Note If you are here for the instructions for building a bench table for measuring GPU power consumption, look in the docs folder. Over there, you also find some lessons we learned about measuring power with Tinkerforge bricklets.

Note The papers "Power Overwhelming: Quantifying the Energy Cost of Visualisation" and "Power Overwhelming: The One With the Oscilloscopes", for which this software was written, can be found on IEEEXplore and on Springer Link respectively.

What's new in version 2.x?

  1. The namespace of the library has been changed from visus::power_overwhelming to visus::pwrowg. Furthermore, ABI versioning via an inline namespace has been added.
  2. Access to individual sensors has been removed. All sensors must be managed via the visus::pwrowg::sensor_array.
  3. Synchronous APIs have been removed in favour of a "Don't call us, we call you" approach. All sensor data must be retrieved using callbacks passed to the visus::pwrowg::sensor_array.
  4. All oscilloscope-related APIs have been renamed to rtx_... to indicate that they only support Rohde & Schwarz RTA and RTB series oscilloscopes.
  5. All HMC 8015-related APIs have been renamed to hmc8015_... to indicate that they are specifically for these devices.
  6. All Tinkerforge-related APIs have been renamed to tinkerforge_... to indicate that they are specifically for these devices.

Building the library

The library is self-contained and most optional external dependencies are in the third_party folder. External dependencies from GitHub are fetched by CMake. Once built, the external dependencies are invisible to the user of the library. However, the required DLLs must be present on the target machine. Configure the project using CMake and build with Visual Studio or alike.

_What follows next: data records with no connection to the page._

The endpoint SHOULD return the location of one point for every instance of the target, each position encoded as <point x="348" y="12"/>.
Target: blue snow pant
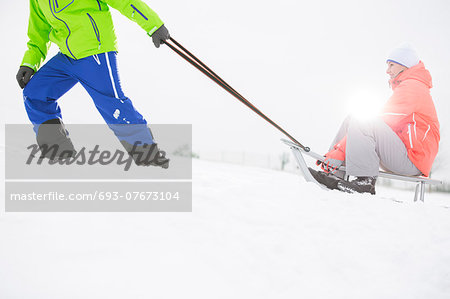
<point x="98" y="74"/>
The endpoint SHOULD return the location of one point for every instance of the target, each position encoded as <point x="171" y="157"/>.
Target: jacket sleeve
<point x="38" y="34"/>
<point x="139" y="12"/>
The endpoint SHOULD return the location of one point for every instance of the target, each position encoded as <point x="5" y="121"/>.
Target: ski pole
<point x="197" y="63"/>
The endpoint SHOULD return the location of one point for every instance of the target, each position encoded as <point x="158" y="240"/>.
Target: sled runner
<point x="299" y="153"/>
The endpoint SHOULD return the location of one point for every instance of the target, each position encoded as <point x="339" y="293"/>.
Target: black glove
<point x="24" y="75"/>
<point x="160" y="35"/>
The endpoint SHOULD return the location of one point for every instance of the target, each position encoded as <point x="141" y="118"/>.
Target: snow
<point x="253" y="233"/>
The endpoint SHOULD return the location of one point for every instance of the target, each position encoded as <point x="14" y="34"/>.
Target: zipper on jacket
<point x="57" y="10"/>
<point x="409" y="133"/>
<point x="425" y="135"/>
<point x="97" y="32"/>
<point x="135" y="9"/>
<point x="54" y="12"/>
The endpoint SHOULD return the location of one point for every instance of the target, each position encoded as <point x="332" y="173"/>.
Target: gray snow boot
<point x="359" y="185"/>
<point x="146" y="154"/>
<point x="326" y="179"/>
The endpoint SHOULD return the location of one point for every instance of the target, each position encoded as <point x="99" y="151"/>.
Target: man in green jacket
<point x="84" y="33"/>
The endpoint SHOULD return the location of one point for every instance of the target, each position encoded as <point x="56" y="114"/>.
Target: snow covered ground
<point x="253" y="233"/>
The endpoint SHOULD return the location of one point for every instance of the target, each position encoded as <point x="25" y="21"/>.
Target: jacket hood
<point x="417" y="72"/>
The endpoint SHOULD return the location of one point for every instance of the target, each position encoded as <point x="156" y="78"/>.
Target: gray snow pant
<point x="372" y="144"/>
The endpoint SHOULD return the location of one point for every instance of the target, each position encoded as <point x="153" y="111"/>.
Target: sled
<point x="299" y="153"/>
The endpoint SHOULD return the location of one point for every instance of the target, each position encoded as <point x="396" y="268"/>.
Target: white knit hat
<point x="405" y="55"/>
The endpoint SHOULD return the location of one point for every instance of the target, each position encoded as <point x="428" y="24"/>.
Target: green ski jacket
<point x="80" y="28"/>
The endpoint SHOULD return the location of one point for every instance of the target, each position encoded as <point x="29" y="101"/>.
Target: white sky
<point x="298" y="61"/>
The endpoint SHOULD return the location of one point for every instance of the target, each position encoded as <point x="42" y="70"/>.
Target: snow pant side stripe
<point x="111" y="76"/>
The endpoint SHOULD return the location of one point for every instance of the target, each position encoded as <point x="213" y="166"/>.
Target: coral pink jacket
<point x="411" y="114"/>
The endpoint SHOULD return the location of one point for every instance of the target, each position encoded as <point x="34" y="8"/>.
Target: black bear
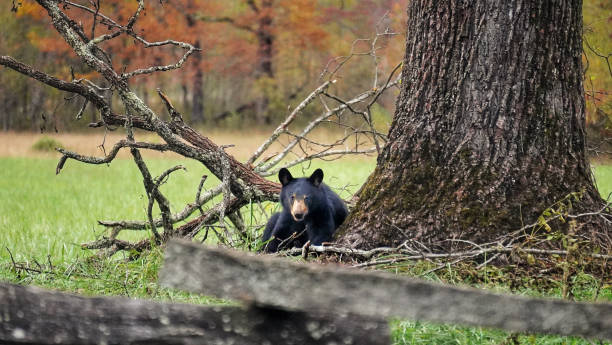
<point x="311" y="211"/>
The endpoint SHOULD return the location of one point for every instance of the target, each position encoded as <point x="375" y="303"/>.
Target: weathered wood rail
<point x="30" y="315"/>
<point x="283" y="303"/>
<point x="275" y="282"/>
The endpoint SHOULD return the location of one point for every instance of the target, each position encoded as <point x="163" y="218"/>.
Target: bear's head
<point x="301" y="196"/>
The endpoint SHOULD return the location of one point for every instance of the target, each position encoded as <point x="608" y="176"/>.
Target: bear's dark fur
<point x="311" y="211"/>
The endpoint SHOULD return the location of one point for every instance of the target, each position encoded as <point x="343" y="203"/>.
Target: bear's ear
<point x="284" y="176"/>
<point x="316" y="178"/>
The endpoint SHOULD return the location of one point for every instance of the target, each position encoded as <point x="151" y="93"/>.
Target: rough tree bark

Sensors included in the repository

SDKs included in the repository are the AMD Display Library (ADL), the NVIDIA Management Library (NVML), support for Tinkerforge bricks and bricklets and support of the Cybenetics Powenetics v2 power measurement device via our own libpowenetics. On Windows 11, the Energy Meter Interface can be used to query the RAPL (Running Average Power Limit Energy Reporting) registers of the system. This sensor might be available on certain Windows 10 installations, but according to a presentation by the Firefox team, specialised hardware is required for that. The msr_sensor provides access to the RAPL registers on Linux and on Windows systems that run our own pwrowgrapldrv driver.

Support for Rohde & Schwarz instruments

The library supports reading Rohde & Schwarz oscilloscopes of the RTB 2000 family and HMC8015 power analysers. In order for this to work, VISA must be installed on the development machine. You can download the drivers from https://www.rohde-schwarz.com/de/driver-pages/fernsteuerung/3-visa-and-tools_231388.html. The VISA installation is automatically detected by CMAKE. If VISA was found, POWER_OVERWHELMING_WITH_VISA will be defined. Otherwise, VISA will not be supported and using it will fail at runtime.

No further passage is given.